И вдруг все кончилось. Затихло. Успокоилось. Выдохлась война. Сколько же можно! В голосе звенит что-то то ли от внезапной тишины, то ли от того звериного рева снарядов. Ровно гудит невдалеке пламя пожара, потрескивает в нем что-то, и чуть слышно на самых малых оборотах работают наши моторы. И все еще покалывает под ушами.
Живы. Живы и на сей раз. Ничего в нас не попало. Опять упредили. Скрябало что-то по броне, но это так, чепуха. Осколки, наверное. И разрывные.
Раздвинув ногами груду гильз, я спиной сползаю в свой угол и смотрю в небо. Дым, дым, а рядом чистое голубоватое небо. Дождя уже нет, кончился когда-то. Летают странные черные перья. Покачиваются в небе и плавно опускаются. Пепел от пожаров. Вот клочок побольше спичечного коробка, медленно крутясь, опускается мне на колено. Я накрываю его ладонью, он тепловатый и рассыпается на жесткие черно-серые лепестки.
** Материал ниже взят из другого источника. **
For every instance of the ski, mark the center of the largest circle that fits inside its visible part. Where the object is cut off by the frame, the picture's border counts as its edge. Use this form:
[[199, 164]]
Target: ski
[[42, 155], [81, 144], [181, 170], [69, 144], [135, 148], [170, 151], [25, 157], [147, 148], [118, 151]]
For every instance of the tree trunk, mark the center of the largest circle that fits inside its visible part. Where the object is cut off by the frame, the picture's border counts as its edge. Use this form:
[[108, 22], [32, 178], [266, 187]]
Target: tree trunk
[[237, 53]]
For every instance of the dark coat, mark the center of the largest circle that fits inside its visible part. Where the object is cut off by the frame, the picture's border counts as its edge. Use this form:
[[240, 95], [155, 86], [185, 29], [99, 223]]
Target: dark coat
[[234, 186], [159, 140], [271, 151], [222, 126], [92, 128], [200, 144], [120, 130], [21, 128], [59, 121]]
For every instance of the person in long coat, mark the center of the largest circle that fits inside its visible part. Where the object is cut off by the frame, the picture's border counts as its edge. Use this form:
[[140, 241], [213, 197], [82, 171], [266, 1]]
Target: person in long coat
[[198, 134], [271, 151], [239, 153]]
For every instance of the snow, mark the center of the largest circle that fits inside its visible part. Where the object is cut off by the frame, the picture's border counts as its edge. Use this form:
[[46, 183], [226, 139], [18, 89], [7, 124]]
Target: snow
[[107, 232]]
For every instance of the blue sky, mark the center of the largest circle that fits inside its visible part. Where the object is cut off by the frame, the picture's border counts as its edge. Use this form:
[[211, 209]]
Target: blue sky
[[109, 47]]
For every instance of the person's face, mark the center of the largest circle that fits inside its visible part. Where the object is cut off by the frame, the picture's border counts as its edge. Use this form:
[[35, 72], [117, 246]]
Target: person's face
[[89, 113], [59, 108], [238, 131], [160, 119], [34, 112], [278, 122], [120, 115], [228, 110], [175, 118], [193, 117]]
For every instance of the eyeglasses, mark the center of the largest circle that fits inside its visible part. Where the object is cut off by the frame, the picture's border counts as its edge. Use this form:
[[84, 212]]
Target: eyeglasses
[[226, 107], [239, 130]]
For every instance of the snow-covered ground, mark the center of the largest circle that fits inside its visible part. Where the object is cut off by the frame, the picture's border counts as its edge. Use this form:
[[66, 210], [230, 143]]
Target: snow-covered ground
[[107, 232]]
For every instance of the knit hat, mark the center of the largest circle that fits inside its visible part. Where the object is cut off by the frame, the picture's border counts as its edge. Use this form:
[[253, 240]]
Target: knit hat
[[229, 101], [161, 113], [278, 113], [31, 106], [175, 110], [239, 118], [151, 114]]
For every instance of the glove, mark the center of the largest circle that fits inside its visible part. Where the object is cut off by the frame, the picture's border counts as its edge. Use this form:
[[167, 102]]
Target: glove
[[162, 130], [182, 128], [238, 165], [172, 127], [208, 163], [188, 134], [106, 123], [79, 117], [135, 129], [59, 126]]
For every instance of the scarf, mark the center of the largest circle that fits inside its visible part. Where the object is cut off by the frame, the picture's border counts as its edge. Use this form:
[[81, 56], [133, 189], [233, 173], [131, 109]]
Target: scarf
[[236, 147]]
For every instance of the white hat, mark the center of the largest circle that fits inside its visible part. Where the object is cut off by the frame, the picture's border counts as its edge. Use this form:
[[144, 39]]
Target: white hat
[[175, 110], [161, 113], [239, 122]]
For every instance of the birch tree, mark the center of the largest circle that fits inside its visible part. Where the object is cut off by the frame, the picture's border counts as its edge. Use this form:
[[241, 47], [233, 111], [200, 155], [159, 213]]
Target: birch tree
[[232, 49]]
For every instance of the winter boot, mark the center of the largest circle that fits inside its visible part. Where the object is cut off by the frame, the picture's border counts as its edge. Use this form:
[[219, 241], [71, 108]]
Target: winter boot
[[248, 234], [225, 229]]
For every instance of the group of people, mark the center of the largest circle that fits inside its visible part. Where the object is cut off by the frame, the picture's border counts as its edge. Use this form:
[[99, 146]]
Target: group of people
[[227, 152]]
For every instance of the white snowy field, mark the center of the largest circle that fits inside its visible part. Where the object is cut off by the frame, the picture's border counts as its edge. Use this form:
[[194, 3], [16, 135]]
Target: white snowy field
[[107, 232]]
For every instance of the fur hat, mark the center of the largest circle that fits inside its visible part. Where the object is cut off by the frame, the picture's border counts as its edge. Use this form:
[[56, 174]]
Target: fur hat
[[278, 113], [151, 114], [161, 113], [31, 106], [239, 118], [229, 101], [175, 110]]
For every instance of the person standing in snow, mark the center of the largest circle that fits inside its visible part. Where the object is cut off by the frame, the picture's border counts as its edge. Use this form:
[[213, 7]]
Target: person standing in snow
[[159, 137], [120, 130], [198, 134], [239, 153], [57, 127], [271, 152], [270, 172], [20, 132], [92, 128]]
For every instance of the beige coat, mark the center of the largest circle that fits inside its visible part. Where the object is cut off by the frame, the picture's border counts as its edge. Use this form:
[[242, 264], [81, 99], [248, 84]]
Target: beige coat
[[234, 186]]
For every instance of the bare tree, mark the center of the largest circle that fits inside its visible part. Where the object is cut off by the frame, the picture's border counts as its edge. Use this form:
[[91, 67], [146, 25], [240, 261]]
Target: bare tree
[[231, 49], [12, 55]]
Наводчик стоит на своем месте, свесив голову вниз, точно его рвет, локтем он уперся в казенник. Он всегда так стоит минуту-две после трудной стрельбы. Отдыхает. А лейтенант все еще смотрит в перископчик, теперь уже не спеша поворачивая его в разные стороны. Замер в своей норе и механик, он тоже, должно быть, смотрит в свой перископчик. Снизу он видит иногда больше, чем мы сверху.
После боя мы никогда сразу не высовываемся и не вылезаем из машины. Мало ли что. Может, снайпер где-нибудь затаился. Или еще кто. И после боя я всегда чувствую полнейшее отупение и равнодушие ко всему на свете. Мыслей нет. Пепел, голубое небо... дым... пустые снарядные зажимы... груда неостывших гильз. Одна прямо-таки жжет мне ногу через штанину повыше сапога, я отодвигаю ногу, и все.
Но вот затрещала-зашипела рация. Лейтенант склонился над ней, сипло говорит: «Сто двадцатая, да, да». А потом слушает что-то в наушнике и опять сипит: «Ладно, Степан Иваныч. Понял. Пехота уже там. Да, там! Я же вижу. Да, да. Да нет, все живы, это с голосом что-то. Ладно».